Mobile Ladestation EVR3

Jetzt habe ich mir doch eine mobile Ladestation zugelegt. Eine EVR3 von ENERNEW S.r.l. aus Italien.

Ich wollte erst nicht. Kostet ein Heidengeld (745,- € netto) und bisher bin ich bestens mit meinem ganz normalen Typ2-Ladekabel und in Ausnahmefällen mit meinem Notladekabel (ein modifiziertes Siemens CC100A für Ladung an Schukodosen) ausgekommen.

Mit dieser mobilen Ladebox kann ich meine ZOE nun direkt an CEE32-(rot)-Anschlüssen mit bis zu 22kW laden. Mit entsprechenden Adaptern auch an CEE16-(rot/blau) und sogar an Schukodosen (dann natürlich mit entsprechend niedrigerer Ladeleistung). Somit vervielfacht sich die Anzahl der möglichen Ladepunkte unterwegs. Solche „Kraftstromsteckdosen” gibt es häufig bei landwirtschaftlichen Betrieben, Gewerbebetrieben oder Supermärkten (Müllpresse). Die Streckenplanung kann so zeitlich optimiert werden. Das wiederum ist wichtig für den PAF (s.u.).

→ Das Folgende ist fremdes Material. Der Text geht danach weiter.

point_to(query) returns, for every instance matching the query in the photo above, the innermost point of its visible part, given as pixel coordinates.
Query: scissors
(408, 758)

Warum eine mobile Ladebox?

Drei Gründe sprachen dafür:

  1. Erhöhung des PAF (Partner Acceptance Factor)
  2. Urlaubsfahrt im Sommer
  3. Ladelösung zu Hause für die Zeit nach Demand Response

PAF (Partner Acceptance Factor)

Der PAF (früher WAF) ist extrem wichtig. Fällt er unter einen kritischen Schwellenwert, kann man das Objekt, auf das er sich bezieht, auch gleich aus dem Leben streichen – in der gegebenen Partnerkonstellation wird es sonst zur Quelle ewigen Konflikts. Droht der PAF also zu sinken, sind Maßnahmen angeraten.

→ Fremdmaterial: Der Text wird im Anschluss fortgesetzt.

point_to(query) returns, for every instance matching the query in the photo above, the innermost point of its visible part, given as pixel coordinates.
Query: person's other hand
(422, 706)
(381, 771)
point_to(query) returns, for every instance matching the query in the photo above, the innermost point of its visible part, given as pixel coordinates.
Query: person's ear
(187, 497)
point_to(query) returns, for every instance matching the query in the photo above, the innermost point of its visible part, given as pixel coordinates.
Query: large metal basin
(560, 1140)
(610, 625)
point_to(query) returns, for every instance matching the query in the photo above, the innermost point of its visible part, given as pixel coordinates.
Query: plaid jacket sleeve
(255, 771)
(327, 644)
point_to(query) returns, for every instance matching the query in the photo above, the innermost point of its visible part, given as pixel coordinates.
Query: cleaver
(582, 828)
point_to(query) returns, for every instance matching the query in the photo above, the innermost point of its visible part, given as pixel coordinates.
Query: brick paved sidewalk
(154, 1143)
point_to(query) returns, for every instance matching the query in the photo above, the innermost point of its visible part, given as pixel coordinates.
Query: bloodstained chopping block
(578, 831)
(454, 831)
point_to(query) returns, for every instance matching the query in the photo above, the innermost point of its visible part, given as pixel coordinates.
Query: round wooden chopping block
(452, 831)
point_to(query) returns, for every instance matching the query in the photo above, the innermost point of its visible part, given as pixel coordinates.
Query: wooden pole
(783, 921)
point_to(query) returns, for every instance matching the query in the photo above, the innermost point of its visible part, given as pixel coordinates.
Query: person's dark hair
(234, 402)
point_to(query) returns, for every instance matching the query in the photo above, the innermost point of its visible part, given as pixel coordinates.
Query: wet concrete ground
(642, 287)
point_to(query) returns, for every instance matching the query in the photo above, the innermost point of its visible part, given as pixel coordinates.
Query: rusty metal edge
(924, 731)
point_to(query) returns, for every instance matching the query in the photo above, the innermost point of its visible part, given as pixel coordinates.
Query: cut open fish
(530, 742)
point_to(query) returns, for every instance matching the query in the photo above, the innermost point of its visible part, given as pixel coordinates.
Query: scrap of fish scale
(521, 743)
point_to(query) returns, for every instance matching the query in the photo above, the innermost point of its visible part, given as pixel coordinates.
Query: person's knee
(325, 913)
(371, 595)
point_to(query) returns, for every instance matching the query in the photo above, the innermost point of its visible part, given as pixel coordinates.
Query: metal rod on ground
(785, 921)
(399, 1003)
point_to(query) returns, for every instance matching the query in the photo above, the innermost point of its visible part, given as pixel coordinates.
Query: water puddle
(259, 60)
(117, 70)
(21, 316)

Im konkreten Fall wirkten sich kürzlich die im Winter geringere Reichweite und die längeren Ladezeiten bzw. dadurch zusätzlich erforderlichen Ladepausen negativ auf die Akzeptanz der ZOE durch meine Liebste auf einer Fahrt in den Harz aus. (Für eine Strecke, die wir früher mit dem Verbrenner in anderthalb Stunden abgerissen haben, brauchten wir doppelt so lange, und zwar an einem Tag hin und zurück nochmal.) Unglücklicherweise können weder der Luxus des geräuscharmen elektrischen Dahingleitens noch die Tatsache der emissionsfreien Fortbewegung die von ihr empfundenen Komforteinbußen kompensieren. Bei mir funktioniert das, aber… Überraschung: andere Menschen, andere Prioritäten.

Zu blöd, dass es am Zielort keine Ladestation gibt. Gäbe es eine, bräuchten wir nämlich auf dieser Tour unterwegs nicht so lange zwischenzuladen. Dann reichten auf dem Hinweg 10-15 Minuten Zwischenladung, um die fehlenden paar Kilometer zu schaffen. Am Ziel, wenn die ZOE sowieso ein paar Stunden steht, würde sie dann voll aufgeladen werden können. Nach Hause würden wir es dann in einem Rutsch schaffen (es geht erstmal bergab).

15 Min. statt 2h Unterwegsladezeit auf dieser relativ oft von uns gefahrenen Tour, das wäre natürlich super.

Nur: hätte hätte Fahrradkette, alles Konjunktiv.

Oder? Moment mal, was ist denn das da direkt am Parkplatz, an der Rückseite des kleinen Supermarktes? Eine rote CEE-Dose! Ha!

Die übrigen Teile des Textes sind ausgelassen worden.